The questions stem from a news release Lindsay issued Friday announcing the completion of an independent investigation into allegations that Leslie Knight, the city's second-ranked administrator, ran a personal business using city staff, enriched herself with financial perks she was not entitled to and retaliated against subordinates.

Richmond Mayor Gayle McLaughlin, seen in a Thursday, Aug. 9, 2012 file photo. (Susan Tripp Pollard/Staff)
Richmond Mayor Gayle McLaughlin, seen in a Thursday, Aug. 9, 2012 file photo. (Susan Tripp Pollard/Staff) (SUSAN TRIPP POLLARD)

Lindsay confirmed Tuesday he will meet with McLaughlin and added that he will work out a plan in the coming days to determine how much money Knight owes the city and set a repayment plan.

"I don't know the amount until I go through the records," Lindsay said. "But (Knight) will make the city whole financially."

The investigation found that Knight did not use public resources to make profits with a trinket business but that she did improperly receive at least $400 monthly in car allowance -- while also using a city vehicle -- and directed a subordinate to search the computer of her accuser, a city finance manager named Stacie Plummer.
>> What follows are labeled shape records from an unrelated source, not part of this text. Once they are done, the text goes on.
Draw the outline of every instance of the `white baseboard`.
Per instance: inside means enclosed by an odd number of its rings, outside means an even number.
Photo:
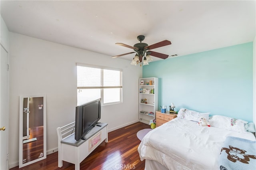
[[[9,169],[10,169],[18,166],[19,166],[19,162],[18,162],[14,163],[13,164],[9,164]]]
[[[46,155],[58,152],[58,147],[46,151]]]
[[[129,122],[129,123],[126,123],[125,124],[122,125],[121,126],[118,126],[118,127],[115,127],[114,128],[111,128],[111,129],[108,129],[108,132],[112,132],[112,131],[115,130],[116,130],[119,129],[120,128],[122,128],[122,127],[126,127],[127,126],[130,125],[132,125],[132,124],[133,124],[135,123],[136,123],[138,122],[139,122],[138,120],[135,121],[133,121],[132,122]]]

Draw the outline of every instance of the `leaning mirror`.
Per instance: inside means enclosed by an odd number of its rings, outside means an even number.
[[[19,166],[45,159],[46,95],[20,97]]]

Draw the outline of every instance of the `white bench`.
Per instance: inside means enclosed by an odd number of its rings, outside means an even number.
[[[75,139],[75,122],[57,128],[58,138],[58,167],[63,161],[75,164],[75,169],[80,169],[80,163],[104,140],[108,142],[108,124],[99,123],[84,136],[86,140]]]

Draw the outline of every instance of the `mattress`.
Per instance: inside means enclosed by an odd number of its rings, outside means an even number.
[[[168,169],[219,169],[218,158],[227,136],[256,140],[251,132],[202,127],[176,118],[149,132],[138,152],[142,161],[155,161]]]

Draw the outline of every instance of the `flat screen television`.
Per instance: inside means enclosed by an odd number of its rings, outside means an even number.
[[[101,99],[98,99],[76,107],[75,139],[86,140],[84,136],[100,119]]]

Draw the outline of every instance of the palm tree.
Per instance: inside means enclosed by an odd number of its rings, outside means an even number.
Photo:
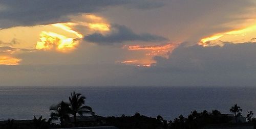
[[[46,119],[42,119],[42,116],[41,116],[38,119],[37,119],[35,116],[34,116],[34,119],[33,120],[36,128],[41,129],[45,128],[45,123]]]
[[[76,93],[74,91],[70,93],[71,96],[69,97],[70,103],[70,114],[74,116],[74,121],[76,123],[77,114],[82,116],[83,114],[91,114],[94,115],[92,108],[84,105],[86,97],[80,93]]]
[[[70,105],[67,102],[61,101],[57,105],[51,106],[50,108],[50,111],[52,111],[50,121],[59,119],[60,125],[63,127],[63,122],[69,119]]]
[[[247,122],[251,122],[252,120],[252,117],[253,116],[253,112],[252,111],[249,111],[248,112],[246,115],[246,119],[247,120]]]
[[[242,109],[240,108],[240,107],[238,106],[237,104],[234,105],[234,106],[232,107],[231,109],[230,109],[230,111],[231,113],[233,113],[234,114],[234,117],[236,119],[236,122],[237,122],[237,114],[239,114],[240,112],[242,112]]]
[[[237,104],[234,105],[234,106],[232,107],[230,110],[230,112],[234,114],[234,116],[237,116],[237,113],[242,112],[242,109],[240,107],[238,106]]]

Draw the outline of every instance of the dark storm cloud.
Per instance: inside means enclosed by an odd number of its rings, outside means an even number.
[[[99,12],[110,6],[130,6],[144,9],[163,5],[158,3],[160,3],[143,0],[1,1],[0,28],[68,21],[68,15]]]
[[[131,41],[154,42],[167,40],[163,37],[148,33],[136,34],[124,25],[114,24],[111,28],[110,34],[103,35],[95,33],[85,36],[84,40],[104,45]]]

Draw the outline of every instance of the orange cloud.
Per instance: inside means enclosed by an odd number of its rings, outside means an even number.
[[[168,58],[169,54],[177,46],[176,44],[166,44],[164,45],[148,46],[129,46],[128,49],[130,50],[146,50],[148,52],[145,55],[150,56],[162,56]]]
[[[245,28],[214,34],[201,39],[198,44],[203,46],[223,46],[225,42],[242,43],[255,42],[256,24]]]
[[[129,60],[129,61],[124,61],[121,62],[122,64],[126,64],[126,63],[131,63],[138,62],[138,60]]]
[[[0,56],[0,65],[16,65],[22,60],[8,56]]]
[[[40,36],[41,41],[37,42],[36,46],[37,49],[55,48],[58,51],[66,52],[75,48],[78,43],[74,38],[67,38],[51,32],[42,32]]]
[[[144,55],[138,56],[133,60],[121,62],[122,64],[132,65],[139,67],[150,67],[156,65],[153,59],[155,56],[169,58],[169,54],[176,48],[178,44],[168,43],[156,45],[124,45],[123,48],[130,51],[141,51]]]

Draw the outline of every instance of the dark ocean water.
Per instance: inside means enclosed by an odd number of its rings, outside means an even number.
[[[242,114],[256,111],[256,88],[207,87],[0,87],[0,120],[49,117],[49,107],[75,91],[87,97],[96,115],[162,116],[167,120],[193,110],[229,113],[237,103]]]

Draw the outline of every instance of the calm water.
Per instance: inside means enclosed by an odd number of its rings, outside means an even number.
[[[188,87],[0,87],[0,120],[49,117],[49,108],[68,100],[75,91],[87,97],[97,115],[120,116],[136,112],[169,120],[192,110],[218,109],[228,113],[237,103],[243,114],[256,111],[256,88]]]

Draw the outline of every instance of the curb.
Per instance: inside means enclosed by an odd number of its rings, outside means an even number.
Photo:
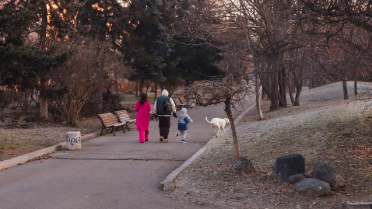
[[[245,116],[247,113],[252,110],[254,107],[256,106],[256,103],[254,102],[250,106],[248,107],[246,110],[239,114],[234,120],[234,122],[235,125],[237,125],[240,120],[243,118],[243,116]],[[162,181],[160,182],[157,188],[159,190],[165,191],[172,191],[176,189],[177,185],[174,182],[174,179],[178,176],[179,174],[185,168],[187,168],[190,164],[196,158],[198,158],[200,155],[201,155],[204,151],[213,147],[215,144],[217,144],[218,141],[218,139],[213,137],[210,139],[208,142],[204,145],[201,148],[200,148],[195,154],[192,155],[189,158],[187,159],[186,161],[184,162],[180,167],[176,168],[176,170],[173,171],[169,175],[168,175],[165,179]]]
[[[81,137],[81,142],[89,140],[99,136],[100,131],[91,133]],[[62,142],[52,147],[47,147],[27,154],[23,154],[8,160],[0,162],[0,171],[20,164],[23,164],[32,159],[44,154],[54,152],[57,150],[66,149],[66,142]]]

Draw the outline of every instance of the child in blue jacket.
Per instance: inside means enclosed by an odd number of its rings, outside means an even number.
[[[192,122],[192,119],[187,115],[187,110],[186,108],[182,108],[181,113],[178,115],[178,130],[176,133],[174,137],[182,135],[181,142],[186,143],[186,130],[187,130],[187,123]]]

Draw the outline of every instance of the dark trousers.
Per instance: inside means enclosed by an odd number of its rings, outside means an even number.
[[[164,139],[168,139],[170,127],[170,117],[159,116],[159,132],[160,135],[164,137]]]

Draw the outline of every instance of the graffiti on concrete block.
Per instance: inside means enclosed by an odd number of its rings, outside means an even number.
[[[78,138],[70,138],[68,135],[66,136],[66,141],[68,143],[69,143],[71,146],[75,145],[76,144],[79,144],[80,143],[80,137]]]

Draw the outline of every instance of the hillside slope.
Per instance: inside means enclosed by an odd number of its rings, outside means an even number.
[[[350,97],[353,85],[348,84]],[[363,87],[372,88],[372,84],[359,83],[360,94]],[[370,202],[372,110],[365,108],[372,101],[343,98],[341,84],[336,83],[304,91],[299,106],[269,112],[270,102],[263,101],[265,120],[257,121],[253,109],[236,127],[242,155],[252,161],[256,172],[242,176],[231,173],[235,152],[228,131],[220,143],[180,174],[178,189],[169,196],[220,209],[336,209],[347,201]],[[307,174],[316,162],[323,161],[346,180],[346,186],[311,198],[274,179],[271,173],[276,159],[294,153],[305,158]]]

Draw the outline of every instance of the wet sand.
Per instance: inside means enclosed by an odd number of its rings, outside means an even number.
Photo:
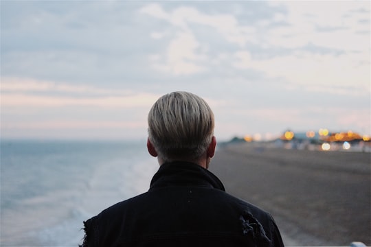
[[[286,246],[371,245],[370,153],[231,144],[210,169],[227,192],[270,212]]]

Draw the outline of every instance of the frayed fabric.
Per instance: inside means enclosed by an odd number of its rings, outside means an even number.
[[[240,220],[242,223],[243,234],[245,235],[251,235],[256,242],[265,243],[269,246],[271,240],[264,231],[262,224],[250,213],[245,211],[244,214],[240,216]]]

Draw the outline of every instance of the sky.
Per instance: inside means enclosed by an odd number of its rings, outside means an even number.
[[[368,1],[0,4],[1,139],[145,139],[177,91],[221,140],[371,133]]]

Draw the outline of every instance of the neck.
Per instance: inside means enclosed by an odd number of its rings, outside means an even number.
[[[159,156],[157,157],[157,161],[159,162],[159,165],[161,165],[162,164],[165,163],[170,163],[174,161],[185,161],[185,162],[190,162],[194,164],[197,164],[201,167],[203,167],[205,169],[209,168],[209,164],[210,163],[211,158],[210,157],[203,158],[199,160],[190,160],[187,158],[172,158],[168,160],[164,160]]]

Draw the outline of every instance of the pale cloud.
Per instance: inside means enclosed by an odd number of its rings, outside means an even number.
[[[1,78],[0,85],[1,93],[7,92],[59,92],[75,93],[94,94],[117,94],[117,91],[95,87],[92,86],[70,85],[67,84],[56,83],[54,82],[38,80],[32,78]],[[130,91],[121,91],[120,93],[127,94]]]
[[[220,65],[220,59],[224,57],[229,60],[232,67],[254,69],[269,78],[282,78],[291,85],[304,86],[311,91],[325,85],[322,91],[343,94],[346,92],[341,88],[354,87],[357,82],[358,91],[351,93],[370,93],[370,30],[367,23],[361,21],[370,20],[369,5],[364,2],[339,2],[336,5],[333,2],[269,4],[283,5],[287,12],[276,13],[272,19],[262,19],[254,26],[241,25],[232,14],[207,14],[194,8],[181,6],[167,12],[159,4],[144,7],[142,13],[179,28],[165,54],[156,54],[157,59],[153,60],[154,67],[175,75],[192,74],[209,71],[211,65]],[[361,8],[365,11],[359,12]],[[280,23],[286,25],[270,27]],[[225,41],[236,45],[239,51],[229,54],[218,51],[220,56],[212,60],[210,49],[201,49],[205,45],[193,33],[191,24],[216,30]],[[368,32],[368,36],[362,32]],[[248,43],[266,50],[279,48],[293,51],[258,59],[244,48]],[[308,45],[333,52],[300,51]]]
[[[199,62],[206,58],[197,53],[199,43],[190,32],[179,32],[177,38],[170,41],[166,58],[166,63],[157,63],[155,68],[170,71],[175,75],[194,73],[205,70]]]
[[[158,4],[150,4],[144,7],[139,12],[153,17],[164,19],[172,25],[179,28],[175,38],[169,41],[168,48],[164,55],[164,63],[156,62],[153,67],[162,71],[175,75],[192,74],[207,69],[208,57],[207,45],[201,44],[194,36],[191,24],[203,25],[215,29],[228,42],[244,47],[247,40],[254,37],[254,28],[239,27],[238,21],[231,14],[207,15],[194,8],[179,7],[167,13]],[[249,35],[251,34],[251,35]],[[159,39],[163,32],[152,32],[150,36]],[[158,56],[158,54],[157,54]],[[153,55],[150,56],[153,58]],[[150,58],[153,60],[153,59]],[[200,62],[204,62],[203,64]]]
[[[253,60],[247,51],[235,54],[238,69],[254,69],[272,78],[285,78],[290,84],[310,91],[329,93],[365,95],[370,93],[369,64],[350,64],[357,60],[357,54],[332,55],[297,51],[293,55],[277,56],[268,60]],[[355,86],[355,82],[356,86]],[[289,84],[289,85],[290,85]],[[341,88],[356,88],[354,91]]]
[[[147,127],[145,121],[77,121],[77,120],[59,120],[59,121],[30,121],[27,122],[8,122],[2,123],[4,129],[32,129],[52,130],[58,129],[102,129],[102,128],[145,128]]]
[[[147,93],[133,96],[71,97],[67,96],[29,95],[8,93],[1,95],[1,107],[61,107],[67,106],[96,107],[149,107],[158,97]]]
[[[74,86],[19,78],[2,79],[1,89],[1,108],[3,109],[12,106],[150,107],[159,97],[159,95],[147,93],[117,91],[87,85]],[[37,94],[37,92],[48,93]],[[55,96],[50,95],[55,93],[68,93]],[[71,96],[74,93],[79,95]]]

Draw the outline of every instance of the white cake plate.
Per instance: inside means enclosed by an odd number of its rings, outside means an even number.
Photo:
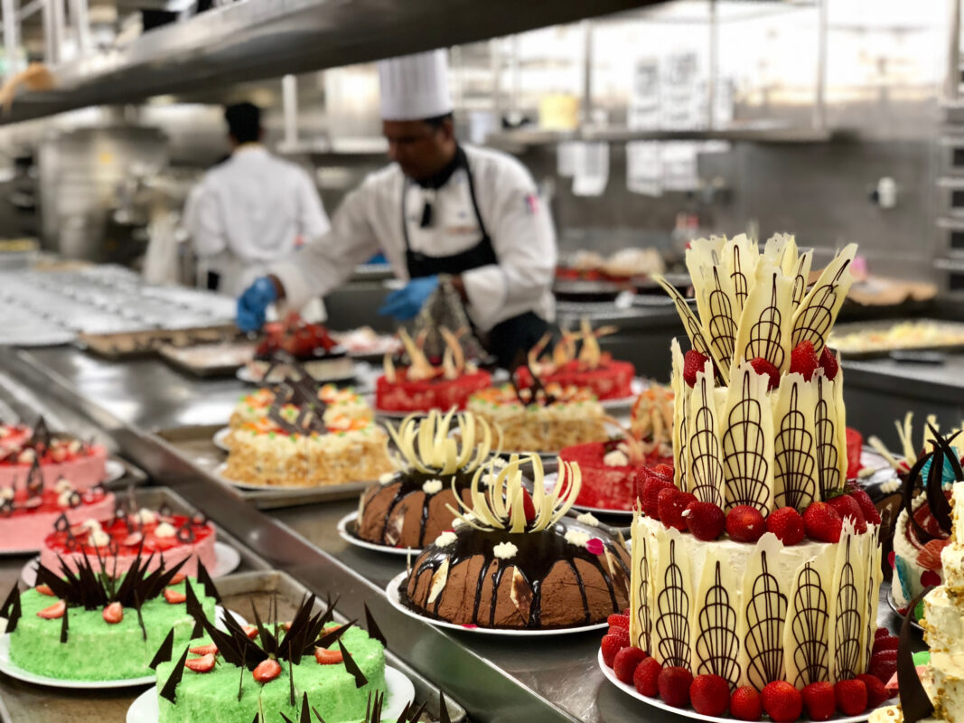
[[[236,612],[228,611],[238,625],[248,625],[248,621]],[[215,607],[217,620],[224,620],[225,608],[221,605]],[[6,621],[4,621],[6,626]],[[15,678],[24,683],[32,683],[36,685],[46,685],[48,687],[65,688],[70,690],[92,690],[103,688],[127,688],[134,685],[150,685],[157,683],[157,677],[151,673],[149,676],[141,678],[127,678],[119,681],[65,681],[60,678],[50,678],[24,670],[10,659],[10,633],[5,632],[0,635],[0,673],[6,673],[11,678]],[[156,719],[155,719],[156,720]]]
[[[20,571],[20,579],[27,587],[33,587],[37,583],[37,568],[40,563],[40,555],[31,559]],[[234,572],[241,564],[241,553],[230,545],[225,543],[214,543],[214,569],[208,570],[211,577],[217,579]]]
[[[415,549],[414,548],[389,548],[388,545],[376,545],[367,540],[362,540],[352,531],[358,528],[358,512],[352,512],[338,521],[338,535],[349,545],[354,545],[356,548],[364,548],[365,549],[374,549],[376,552],[388,552],[390,555],[408,556],[421,553],[420,549]]]
[[[415,687],[398,668],[385,666],[385,706],[383,720],[394,720],[405,707],[415,700]],[[127,723],[157,723],[160,708],[157,705],[157,686],[145,690],[127,709]]]
[[[658,708],[660,710],[666,710],[670,713],[675,713],[677,715],[683,715],[686,718],[692,718],[694,720],[707,720],[711,723],[734,723],[737,718],[732,716],[718,716],[718,715],[704,715],[703,713],[698,713],[692,709],[682,709],[674,708],[668,703],[663,703],[658,698],[650,698],[649,696],[643,695],[635,687],[629,685],[629,683],[623,683],[618,678],[616,674],[613,673],[612,668],[606,665],[602,661],[602,651],[600,650],[597,654],[597,660],[599,661],[600,670],[602,671],[602,675],[605,676],[606,680],[609,681],[613,685],[618,687],[627,695],[630,695],[636,700],[642,701],[643,703],[653,706],[653,708]],[[886,705],[886,703],[885,703]],[[867,710],[860,715],[835,715],[829,719],[829,723],[860,723],[860,721],[867,720],[870,716],[870,710]],[[807,718],[799,718],[798,723],[812,723]]]
[[[437,628],[447,628],[451,630],[460,630],[462,632],[474,632],[479,635],[493,635],[500,637],[549,637],[553,635],[572,635],[576,632],[588,632],[589,630],[602,630],[609,627],[608,623],[597,623],[595,625],[582,625],[576,628],[555,628],[552,629],[545,630],[529,630],[529,629],[508,629],[504,628],[472,628],[471,626],[456,625],[455,623],[446,623],[443,620],[436,620],[434,618],[421,615],[411,607],[407,606],[402,602],[401,596],[398,594],[398,588],[408,576],[408,573],[399,573],[388,582],[388,586],[385,588],[385,594],[388,598],[388,602],[392,606],[405,613],[410,618],[415,618],[415,620],[420,620],[423,623],[428,623],[429,625],[434,625]]]

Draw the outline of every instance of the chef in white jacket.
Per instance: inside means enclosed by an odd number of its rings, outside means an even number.
[[[225,120],[231,155],[192,191],[184,223],[199,266],[219,277],[221,293],[237,296],[331,226],[308,173],[261,145],[260,109],[231,105]]]
[[[245,291],[238,326],[258,328],[278,299],[298,306],[327,294],[381,250],[408,283],[380,313],[415,317],[447,275],[490,352],[508,365],[554,316],[555,233],[535,182],[514,158],[455,139],[443,51],[383,61],[378,70],[393,163],[346,197],[331,231]]]

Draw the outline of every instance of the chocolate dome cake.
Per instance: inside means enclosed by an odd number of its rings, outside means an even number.
[[[453,419],[459,439],[449,437]],[[457,498],[471,504],[472,474],[490,462],[492,427],[453,410],[420,420],[410,416],[388,432],[401,453],[399,469],[362,495],[356,534],[376,545],[421,549],[451,529]]]
[[[522,486],[532,467],[534,493]],[[623,541],[591,515],[566,517],[579,494],[576,465],[560,463],[551,491],[537,455],[476,470],[453,530],[415,560],[399,590],[422,615],[479,628],[551,629],[605,622],[629,602]]]

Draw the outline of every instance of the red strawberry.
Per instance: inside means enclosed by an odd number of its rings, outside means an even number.
[[[861,673],[857,676],[857,680],[861,681],[867,686],[867,709],[869,710],[872,710],[891,697],[884,683],[874,676]]]
[[[726,528],[726,515],[712,502],[690,502],[683,511],[686,527],[697,540],[717,539]]]
[[[857,504],[860,505],[860,511],[864,513],[864,520],[867,521],[868,524],[880,524],[880,513],[877,512],[877,508],[873,504],[873,500],[870,499],[870,495],[863,488],[854,486],[850,488],[849,495],[857,500]]]
[[[769,377],[769,382],[766,384],[766,389],[768,391],[772,391],[780,386],[780,370],[767,360],[763,357],[751,359],[750,366],[753,367],[753,370],[757,372],[757,374]]]
[[[844,521],[826,502],[813,502],[803,513],[803,526],[813,540],[837,543],[841,541]]]
[[[659,509],[659,522],[666,527],[676,527],[681,532],[686,530],[686,519],[683,516],[686,505],[696,501],[696,495],[692,493],[672,489],[659,491],[657,504]]]
[[[891,676],[897,672],[897,652],[882,650],[874,653],[870,656],[870,664],[867,666],[867,672],[886,685]]]
[[[792,507],[781,507],[766,518],[766,531],[772,532],[780,542],[790,548],[804,538],[803,518]]]
[[[624,630],[622,628],[613,629],[612,632],[602,636],[602,642],[600,643],[600,650],[602,651],[602,662],[611,668],[616,659],[616,654],[623,648],[629,647],[629,631]]]
[[[685,708],[689,705],[689,686],[693,684],[693,676],[685,668],[672,665],[663,668],[656,683],[663,703],[674,708]]]
[[[823,351],[820,352],[820,368],[823,369],[823,373],[831,382],[834,381],[841,368],[837,357],[827,347],[823,347]]]
[[[271,683],[281,674],[281,666],[278,663],[278,660],[269,657],[261,660],[251,674],[258,683]]]
[[[606,618],[606,623],[609,624],[610,628],[622,628],[624,630],[629,629],[629,615],[617,615],[616,613],[613,613]]]
[[[863,681],[840,681],[834,685],[834,696],[844,715],[859,715],[867,710],[867,685]]]
[[[864,513],[860,511],[860,505],[857,504],[856,499],[849,495],[838,495],[825,501],[837,510],[837,514],[841,516],[841,520],[849,519],[853,522],[853,526],[858,534],[867,532],[867,521],[864,519]]]
[[[636,692],[649,698],[656,698],[659,693],[659,673],[662,665],[655,657],[647,657],[636,666],[632,674],[632,684]]]
[[[819,368],[820,362],[814,350],[814,342],[804,339],[790,355],[790,371],[791,374],[802,374],[808,382],[813,379],[814,372]]]
[[[804,685],[800,691],[807,717],[811,720],[827,720],[837,712],[837,699],[834,686],[826,681]]]
[[[760,693],[755,688],[746,685],[736,688],[730,696],[730,714],[740,720],[760,720],[763,713],[763,705]]]
[[[721,715],[730,707],[730,683],[719,676],[697,676],[689,686],[693,710],[704,715]]]
[[[341,655],[340,650],[315,648],[314,659],[318,661],[319,665],[334,665],[336,662],[341,662],[344,659],[344,656]]]
[[[214,656],[209,653],[202,657],[191,657],[184,661],[184,667],[195,673],[210,673],[214,670]]]
[[[695,349],[690,349],[683,358],[683,381],[690,387],[696,384],[696,374],[706,367],[707,358]]]
[[[42,610],[37,613],[37,617],[43,618],[44,620],[57,620],[58,618],[64,617],[64,611],[67,609],[67,602],[62,600],[54,602],[50,607],[44,607]]]
[[[612,672],[620,681],[631,685],[636,666],[647,657],[649,656],[646,655],[646,651],[639,648],[623,648],[616,654],[616,659],[612,663]]]
[[[120,602],[111,602],[100,614],[109,625],[117,625],[123,620],[123,605]]]
[[[726,516],[726,533],[736,542],[756,542],[765,531],[766,522],[756,507],[739,504]]]
[[[776,723],[790,723],[803,712],[803,697],[800,691],[786,681],[774,681],[763,688],[763,710]]]

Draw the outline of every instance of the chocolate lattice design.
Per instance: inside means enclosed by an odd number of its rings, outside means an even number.
[[[683,571],[676,564],[676,541],[669,543],[669,565],[663,589],[656,596],[656,629],[662,664],[689,669],[689,596],[683,589]]]
[[[787,619],[787,596],[766,565],[766,552],[760,553],[761,573],[753,581],[746,603],[746,674],[757,690],[783,678],[783,629]]]
[[[862,672],[857,670],[860,661],[860,595],[854,584],[853,565],[850,564],[851,540],[852,538],[847,538],[846,541],[834,620],[834,661],[839,681],[849,680]]]
[[[760,426],[760,402],[750,397],[750,372],[743,371],[742,399],[730,411],[723,435],[723,458],[727,481],[727,509],[747,504],[766,514],[766,473],[763,430]],[[740,442],[737,444],[737,441]]]
[[[844,262],[834,275],[829,283],[824,283],[814,290],[807,307],[800,312],[793,325],[793,348],[804,339],[810,339],[814,349],[819,354],[827,341],[827,334],[834,324],[834,307],[837,306],[837,294],[840,288],[841,277],[849,261]]]
[[[736,315],[734,313],[730,296],[720,285],[719,270],[713,267],[713,290],[710,292],[710,343],[716,352],[716,359],[723,362],[733,359],[736,345]]]
[[[814,501],[814,436],[807,431],[806,417],[800,411],[797,385],[790,392],[790,411],[780,420],[775,440],[774,475],[782,488],[774,495],[779,507],[792,507],[801,514]]]
[[[692,479],[689,491],[701,502],[723,506],[723,464],[720,462],[720,444],[713,429],[713,412],[710,405],[706,377],[700,379],[700,409],[693,419],[693,436],[689,439],[689,455],[692,458]],[[694,390],[695,392],[695,390]]]
[[[817,482],[820,486],[820,499],[826,499],[832,490],[841,487],[839,452],[837,451],[837,422],[830,415],[830,404],[825,394],[830,391],[830,383],[820,377],[817,383],[817,410],[814,416],[814,431],[817,432]]]
[[[774,274],[770,288],[770,303],[760,314],[760,319],[750,327],[750,340],[743,350],[743,358],[763,357],[778,369],[783,367],[786,352],[780,338],[782,324],[783,314],[777,307],[777,275]]]
[[[796,643],[793,662],[797,675],[791,683],[802,688],[811,683],[828,680],[827,624],[830,615],[827,613],[827,594],[819,574],[810,562],[796,577],[793,610],[790,631]]]
[[[730,683],[733,690],[739,681],[739,640],[736,629],[736,611],[730,604],[730,593],[720,579],[720,562],[716,561],[713,584],[707,590],[697,621],[699,634],[696,651],[701,660],[696,675],[717,675]]]

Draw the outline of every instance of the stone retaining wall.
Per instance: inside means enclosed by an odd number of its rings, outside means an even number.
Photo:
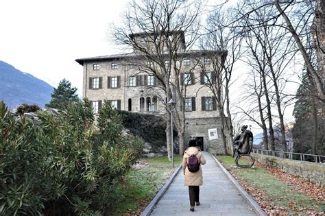
[[[291,175],[300,176],[320,187],[325,187],[325,165],[311,162],[281,159],[271,156],[252,153],[262,164],[280,169]]]

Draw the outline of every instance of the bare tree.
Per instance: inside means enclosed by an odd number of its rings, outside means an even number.
[[[182,60],[189,54],[198,37],[200,3],[196,1],[132,1],[128,10],[123,17],[123,25],[114,27],[114,38],[133,48],[139,61],[143,61],[140,70],[156,77],[167,101],[171,98],[177,101],[174,120],[182,155],[184,148],[184,99],[186,88],[184,80],[180,79]],[[143,43],[142,38],[146,41]],[[168,112],[163,97],[160,99]],[[169,123],[167,121],[167,133],[170,132]],[[169,136],[167,134],[167,137]],[[167,141],[170,158],[170,141]]]
[[[238,32],[234,24],[227,26],[232,21],[231,9],[224,10],[217,7],[208,16],[206,34],[201,40],[201,47],[206,51],[219,51],[222,54],[215,55],[213,67],[206,71],[202,64],[203,75],[211,73],[205,83],[212,91],[217,101],[217,105],[221,124],[221,136],[225,154],[232,152],[234,128],[230,110],[230,88],[232,83],[232,75],[235,64],[239,60],[241,51],[243,36]]]

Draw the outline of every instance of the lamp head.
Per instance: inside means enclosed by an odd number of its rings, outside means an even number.
[[[173,99],[171,99],[167,103],[168,106],[171,108],[173,109],[175,108],[175,106],[176,105],[176,102]]]

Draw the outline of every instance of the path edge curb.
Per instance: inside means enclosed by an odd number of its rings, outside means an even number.
[[[241,195],[247,200],[250,206],[254,209],[254,211],[258,215],[266,216],[267,215],[265,212],[261,208],[258,204],[252,198],[252,197],[241,187],[241,186],[238,183],[236,179],[232,177],[232,176],[229,173],[229,171],[226,169],[226,168],[222,165],[222,164],[217,159],[214,155],[211,154],[213,159],[218,164],[218,165],[221,168],[224,173],[227,176],[228,178],[230,180],[232,184],[239,191]]]
[[[145,209],[141,213],[141,215],[140,215],[141,216],[148,216],[150,215],[152,210],[154,209],[154,207],[156,206],[156,204],[158,202],[158,201],[165,194],[165,193],[168,189],[171,182],[174,180],[175,177],[180,171],[180,168],[182,168],[182,165],[180,165],[178,167],[177,167],[176,169],[175,169],[173,174],[171,174],[171,176],[169,177],[169,178],[168,179],[167,182],[165,184],[164,186],[162,186],[162,187],[159,191],[159,192],[158,192],[156,196],[154,197],[154,199],[152,199],[152,202],[150,202],[150,203],[147,206]]]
The city paid a Sacramento law firm at least $30,000 to conduct theinquiry.

The investigation, which included dozens of interviews and sifting through thousands of documents, determined that Knight used paid staff time, equipment and city storage rooms to "create free gift items ... for city employees." Knight also advertised a trinket business during that time called "Little Luxuries" but Lindsay said the report concluded that Knight "did not receive any financial gain" by making the free gift items while on duty.

Knight holds a law degree and has been the city's assistant city manager and human resources director since 2006.

Asked whether using city vehicles while also receiving a car allowance -- meant to offset the cost of using a personal vehicle instead -- amounted to theft, Lindsay said no.

"I would clarify it as poor judgment," Lindsay said.

Lindsay declined to say what, if any, discipline Knight might face, citing privacy laws. Misappropriation of public funds is a felony punishable by prison time and loss of public pension.

Contra Costa County deputy district attorney Steve Moawad on Monday declined to comment on whether his office would conduct an investigation into Knight's actions.

Knight issued a statement Wednesday through her attorney, Thomas Bertrand of the firm Bertrand, Fox & Elliot in San Francisco. Bertrand noted that "the bulk of the numerous allegations made against Ms. Knight have not been sustained."

"To the extent that any such allegation was sustained against Ms. Knight, she acknowledges that she did make certain mistakes, she has apologized for them, and she will take corrective action," the statement said, adding that Knight looks forward to moving on and serving the residents of Richmond.

On Tuesday, Plummer accused Knight of willingly stealing from the public and said that a lower-level employee would have been fired for similar offenses. Plummer said she kept meticulous records as finance director and estimates that Knight reportedly misused about $600,000 in public money since 2006.

Plummer said she arrived at the total by adding the monthly car allowance to the salaries for time Knight and her staff of five worked on making, storing and distributing trinkets.

"I expect there will be a criminal prosecution," Plummer said.

Lindsay said Knight, who remained on the job throughout the investigation, will continue to operate in her post as the city's second in command.

"Every situation of misconduct is evaluated based on the specific facts of the case," Lindsay said, adding that "there have been lower-level employees that have been involved in misuse of city vehicles and they have not resulted in termination."

Knight's base salary in 2011 was $220,000, with total compensation of $281,507, according to this newspaper's public employee salary database.